Re: [RFC] Programming model for io_uring + eBPF

From: Christian Dietrich <stettberger@dokucode.de>
To: Pavel Begunkov <asml.silence@gmail.com>,
	io-uring <io-uring@vger.kernel.org>
Cc: Horst Schirmeier <horst.schirmeier@tu-dortmund.de>,
	"Franz-B. Tuneke" <franz-bernhard.tuneke@tu-dortmund.de>
Subject: Re: [RFC] Programming model for io_uring + eBPF
Date: Thu, 20 May 2021 17:01:06 +0200	[thread overview]
Message-ID: <s7bsg2hwitp.fsf@dokucode.de> (raw)
In-Reply-To: <0468c1d5-9d0a-f8c0-618c-4a40b4677099@gmail.com>

Pavel Begunkov <asml.silence@gmail.com> [20. May 2021]:

> atomics/spinlocks scale purely, can be used we would surely prefer to
> avoid them in hot paths if possible.

I understand that. Do you consider SQE-Linking part of the hot path or
is it OK if linking SQE results overhead?

> E.g., if userspace is single threaded or already finely sync
> submission/completion, the exactly same algorithm can be implemented
> without any extra synchronisation there.

The problem that I see is that eBPF in io_uring breaks this fine
synchronization as eBPF SQE submission and userspace SQE submission can
run in parallel.

But going back to my original wish: I wanted to ensure that I can
serialize eBPF-SQEs such that I'm sure that they do not run in parallel.
My idea was to use synchronization groups as a generalization of
SQE linking in order to make it also useful for others (not only for eBPF).

My reasoning being not doing this serialization in userspace is that I
want to use the SQPOLL mode and execute long chains of
IO/computation-SQEs without leaving the kernelspace.

> Not telling that the feature can't have place, just needs good
> enough justification (e.g. performance or opening new use cases)
> comparing to complexity/etc. So the simpler/less intrusive the
> better.

I hope that you find this discussion as fruitful as I do. I really enjoy
searching for an abstraction that is simple and yet powerful enough to
fulfill user requirements.

>> At submission time, we have to append requests, if there is a
>> predecessor. For this, we extend io_submit_sqe to work with multiple
>> groups:
>> 
>>    u8 sg = req->sync_group;
>>    struct io_kiocb **link_field_new =
>>        (req->flags & (REQ_F_LINK | REQ_F_HARDLINK)) ? &(req->link) : NULL;
>> 
>> retry:
>>    struct io_kiocb **link_field = ctx->sync_groups[sg]
>>    if (link_field) {
>>        // Try to append to previous SQE. However, we might run in
>>        // parallel to __io_req_find_next.
>> 
>>        // Edit the link field of the previous SQE.
>>        *link_field = req;
>
> By this time the req might already be gone (and sync_groups[] changed to
> NULL/next), and so you may get use after free. Also modifying it will
> break some cancellation bits who want it to be stable and conditionally
> sync using completion_lock.

Yes, that is right if the completion side frees requests. Is this the
case or is the SQE returned to an io_kiocb cache?
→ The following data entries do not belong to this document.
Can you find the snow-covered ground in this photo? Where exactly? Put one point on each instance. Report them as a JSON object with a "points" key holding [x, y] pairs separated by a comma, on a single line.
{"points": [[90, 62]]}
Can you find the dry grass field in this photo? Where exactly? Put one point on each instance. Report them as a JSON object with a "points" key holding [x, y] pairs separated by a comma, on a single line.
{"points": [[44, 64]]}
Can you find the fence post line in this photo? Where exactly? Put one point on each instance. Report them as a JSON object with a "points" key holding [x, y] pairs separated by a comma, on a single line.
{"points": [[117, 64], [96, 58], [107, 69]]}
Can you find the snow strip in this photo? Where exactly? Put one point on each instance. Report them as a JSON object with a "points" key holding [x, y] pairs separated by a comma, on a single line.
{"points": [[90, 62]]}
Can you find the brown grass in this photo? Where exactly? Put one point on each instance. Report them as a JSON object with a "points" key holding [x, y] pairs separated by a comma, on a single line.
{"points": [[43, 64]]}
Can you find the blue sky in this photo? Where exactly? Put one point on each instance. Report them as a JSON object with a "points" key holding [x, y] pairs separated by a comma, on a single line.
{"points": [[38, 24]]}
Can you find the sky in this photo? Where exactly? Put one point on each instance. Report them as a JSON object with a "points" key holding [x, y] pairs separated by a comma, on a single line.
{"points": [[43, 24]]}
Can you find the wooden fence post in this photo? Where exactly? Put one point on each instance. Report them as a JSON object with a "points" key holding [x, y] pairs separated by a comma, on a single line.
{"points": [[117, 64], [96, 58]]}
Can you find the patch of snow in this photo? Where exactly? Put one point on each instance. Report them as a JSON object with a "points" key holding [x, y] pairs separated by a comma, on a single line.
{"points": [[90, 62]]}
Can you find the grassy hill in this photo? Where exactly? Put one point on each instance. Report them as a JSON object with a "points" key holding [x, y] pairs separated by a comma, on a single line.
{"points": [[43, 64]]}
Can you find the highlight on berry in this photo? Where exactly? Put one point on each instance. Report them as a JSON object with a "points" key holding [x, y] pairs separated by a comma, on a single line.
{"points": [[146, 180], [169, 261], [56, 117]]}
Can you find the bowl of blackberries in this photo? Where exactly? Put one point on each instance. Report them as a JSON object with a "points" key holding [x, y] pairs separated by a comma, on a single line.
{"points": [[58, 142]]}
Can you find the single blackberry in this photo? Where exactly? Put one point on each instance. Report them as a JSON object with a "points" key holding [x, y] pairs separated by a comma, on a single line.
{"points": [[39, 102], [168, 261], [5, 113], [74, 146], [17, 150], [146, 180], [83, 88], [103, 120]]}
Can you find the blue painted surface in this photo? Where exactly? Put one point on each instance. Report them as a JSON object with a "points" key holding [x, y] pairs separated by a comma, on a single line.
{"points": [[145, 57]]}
>> In essence, the sync_groups would be a lock_free queue with a dangling
>> head that is even wait-free on the completion side. The above is surely
>> not correct, but with a few strategic load_aquire and the store_release
>> it probably can be made correct.
>
> Neither those are free -- cache bouncing

The problem that I had when thinking about the implementation is that
IO_LINK semantic works in the wrong direction: Link the next SQE,
whenever it comes to this SQE. If it would be the other way around
("Link this SQE to the previous one") it would be much easier as the
cost would only arise if we actually request linking. But compatibility..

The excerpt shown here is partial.